Shares in the company dipped 3.9 percent to 3.98 liras at 2:18 p.m. in Istanbul, just off a low for the day of 3.95 liras.
Erdoğan said no political party had the right to own interests in non-government banks in Turkey. The comments, which he made to journalists on his return from a trip to Azerbaijan, came as the country’s financial sector comes under pressure from a growing pile of bad loans swelled by a slump in the lira’s value and a slowdown in economic activity.
“It owns 28 percent of Isbank shares. It can’t get money from there but it has four board members. What do these four members do? This must be investigated, Erdoğan said.
Kemal Kılıçdaroğlu, the leader of the main opposition Republican People’s Party (CHP), said the party is the representative of the stake on behalf of Turkey’s founder, Mustafa Kemal Atatürk, does not benefit financially from the holding and plays no role in the bank’s decision-making.
Kılıçdaroğlu urged Erdoğan to respect the memory of Atatürk, adding that dividend revenues from the Işbank shares are given to the Turkish Liguistic Society and the Turkish Historical Society, upon Ataturk’s wishes. Shareholder information on the bank's website backs up Kılıçdaroğlu's assertion.
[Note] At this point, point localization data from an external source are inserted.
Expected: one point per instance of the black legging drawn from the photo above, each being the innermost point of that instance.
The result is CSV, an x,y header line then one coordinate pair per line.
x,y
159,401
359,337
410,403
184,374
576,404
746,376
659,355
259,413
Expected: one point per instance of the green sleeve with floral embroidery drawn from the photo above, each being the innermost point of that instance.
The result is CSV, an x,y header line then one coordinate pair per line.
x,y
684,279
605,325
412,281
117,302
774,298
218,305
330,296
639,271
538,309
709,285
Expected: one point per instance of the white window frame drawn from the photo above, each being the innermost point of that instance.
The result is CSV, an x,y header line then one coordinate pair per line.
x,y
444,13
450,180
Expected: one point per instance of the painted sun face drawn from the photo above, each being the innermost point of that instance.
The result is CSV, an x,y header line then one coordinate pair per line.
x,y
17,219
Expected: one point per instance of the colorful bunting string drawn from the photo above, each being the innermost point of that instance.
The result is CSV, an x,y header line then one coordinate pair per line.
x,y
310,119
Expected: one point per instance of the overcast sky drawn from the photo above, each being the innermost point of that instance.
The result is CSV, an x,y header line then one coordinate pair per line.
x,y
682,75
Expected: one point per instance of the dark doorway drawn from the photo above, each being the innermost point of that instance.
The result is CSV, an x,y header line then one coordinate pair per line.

"If the assets of Ataturk come under the auspices of anything, it should be the Treasury, not the banner of a political party," Erdoğan said.
The decline in Işbank's shares helped push the main banking index in Istanbul down by 2 percent to 98,639 points in Istanbul trading.
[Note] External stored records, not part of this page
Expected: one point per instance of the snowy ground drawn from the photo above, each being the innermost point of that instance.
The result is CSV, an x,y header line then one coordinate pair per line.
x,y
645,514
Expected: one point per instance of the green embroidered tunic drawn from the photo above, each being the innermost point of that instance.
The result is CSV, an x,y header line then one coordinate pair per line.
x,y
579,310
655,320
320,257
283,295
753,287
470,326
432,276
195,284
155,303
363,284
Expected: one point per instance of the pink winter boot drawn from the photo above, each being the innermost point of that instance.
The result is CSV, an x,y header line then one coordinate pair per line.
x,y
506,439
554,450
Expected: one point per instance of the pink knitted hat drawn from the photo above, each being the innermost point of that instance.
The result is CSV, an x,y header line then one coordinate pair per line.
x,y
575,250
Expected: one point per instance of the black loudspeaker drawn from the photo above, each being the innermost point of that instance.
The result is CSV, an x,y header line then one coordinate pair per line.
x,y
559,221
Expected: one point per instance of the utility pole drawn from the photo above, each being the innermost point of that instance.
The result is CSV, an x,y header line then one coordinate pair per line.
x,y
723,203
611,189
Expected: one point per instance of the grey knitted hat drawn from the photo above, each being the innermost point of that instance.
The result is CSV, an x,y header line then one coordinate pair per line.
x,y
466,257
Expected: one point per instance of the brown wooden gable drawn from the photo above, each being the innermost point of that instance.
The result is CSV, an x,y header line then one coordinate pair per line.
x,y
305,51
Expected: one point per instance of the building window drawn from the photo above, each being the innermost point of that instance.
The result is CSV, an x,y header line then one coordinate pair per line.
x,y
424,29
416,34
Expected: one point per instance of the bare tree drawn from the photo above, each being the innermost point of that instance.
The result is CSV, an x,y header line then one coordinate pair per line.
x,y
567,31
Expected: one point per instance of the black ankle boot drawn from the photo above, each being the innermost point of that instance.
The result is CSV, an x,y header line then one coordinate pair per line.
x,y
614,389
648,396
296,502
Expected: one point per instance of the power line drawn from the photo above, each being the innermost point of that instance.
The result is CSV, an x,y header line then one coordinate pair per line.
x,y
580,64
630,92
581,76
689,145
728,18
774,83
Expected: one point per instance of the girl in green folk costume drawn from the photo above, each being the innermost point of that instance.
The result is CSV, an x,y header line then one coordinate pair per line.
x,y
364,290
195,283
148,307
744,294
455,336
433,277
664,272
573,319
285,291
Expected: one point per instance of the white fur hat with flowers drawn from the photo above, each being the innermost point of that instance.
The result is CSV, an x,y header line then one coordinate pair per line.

Perhaps Erdoğan plans to transfer the stake to the Turkiye Wealth Fund, Kılıçdaroğlu told reporters on Monday.
Last week, Erdoğan appointed himself head of the country's sovereign wealth fund, which controls assets previously overseen by the Treasury and parliament including government stakes in two state-run banks and Turkish Airlines. Berat Albayrak, Erdoğan's son-in-law, is Treasury and Finance Minister since July and has been made deputy head of the fund.
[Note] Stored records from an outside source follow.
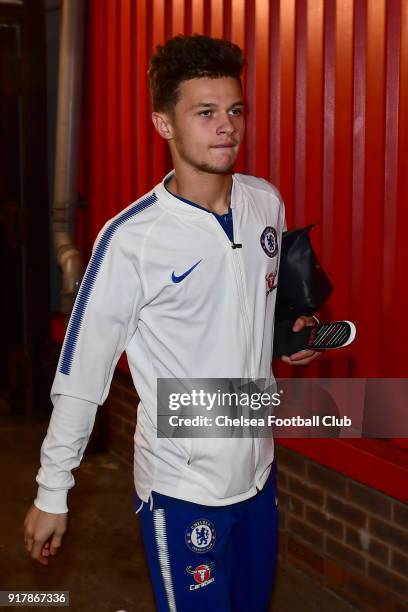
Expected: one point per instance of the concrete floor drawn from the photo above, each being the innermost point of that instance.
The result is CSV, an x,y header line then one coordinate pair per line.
x,y
101,562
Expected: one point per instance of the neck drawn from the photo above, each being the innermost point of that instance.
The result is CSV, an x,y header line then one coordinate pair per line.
x,y
212,191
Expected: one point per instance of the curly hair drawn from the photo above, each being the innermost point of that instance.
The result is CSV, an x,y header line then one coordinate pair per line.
x,y
188,57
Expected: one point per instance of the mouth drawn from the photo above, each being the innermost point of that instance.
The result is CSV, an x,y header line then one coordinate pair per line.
x,y
225,146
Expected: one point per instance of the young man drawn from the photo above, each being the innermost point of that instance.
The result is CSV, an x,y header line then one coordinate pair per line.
x,y
183,280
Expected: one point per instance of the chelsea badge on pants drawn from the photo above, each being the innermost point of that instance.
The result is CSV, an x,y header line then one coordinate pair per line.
x,y
212,557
The CHP’s shares in Işbank were once transferred to the Treasury following a military coup in 1980, but the party won a court case to get them back, Kılıçdaroğlu said. Erdoğan should look at the legal history regarding the stake, he said.
It is not the first time the CHP's stake in Işbank has become the subject of controversy. In 2016, one of Erdoğan's advisers called for the bank to be nationalised after Kılıçdaroğlu called Erdoğan a "tin-pot dictator".